Fig. 1: Model framework
In the process of continuous learning of incrementing data, method of cross-modal correlation consistency is proposed, solution is put forward to address the challenge of deviation of correlation in continuous online learning through studying relationship among different conversation samples, method of semantic representation coordination is put forward, and the semantic confusion in cross-conversation multi-modal representation is alleviated through absorption of cross-conversation sample knowledge. Results of experiments indicate that the project has provided an effective method of continuous cross-modal retrieval, significantly upgraded the performance of retrieval of cross-modal retrieval models in handling ever-increasing multi-modal data, and at the same time furnished a new direction of research of cross-modal retrieval.

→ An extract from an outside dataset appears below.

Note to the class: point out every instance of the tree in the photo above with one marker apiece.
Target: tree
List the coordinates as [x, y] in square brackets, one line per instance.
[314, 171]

The thesis has been adopted by ACM International Conference on Multimedia (ACM MM 2023), a Class A multimedia international conference recommended by China Computer Federation with the title C2MR: Continual Cross-Modal Retrieval for Streaming Multi-modal Data. The thesis has Research Fellow Zhang Huaiwen and Doctoral Student Yang Yang enrolled in 2021 of the College of Computer Science (College of Software) of IMU as the first and second authors respectively. The project is sponsored by the Youth Program of the National Natural Science Foundation of China, the Steed Plan of IMU and the Program of Young Talents in Science and Technology in Colleges and Universities of Inner Mongolia Autonomous Region.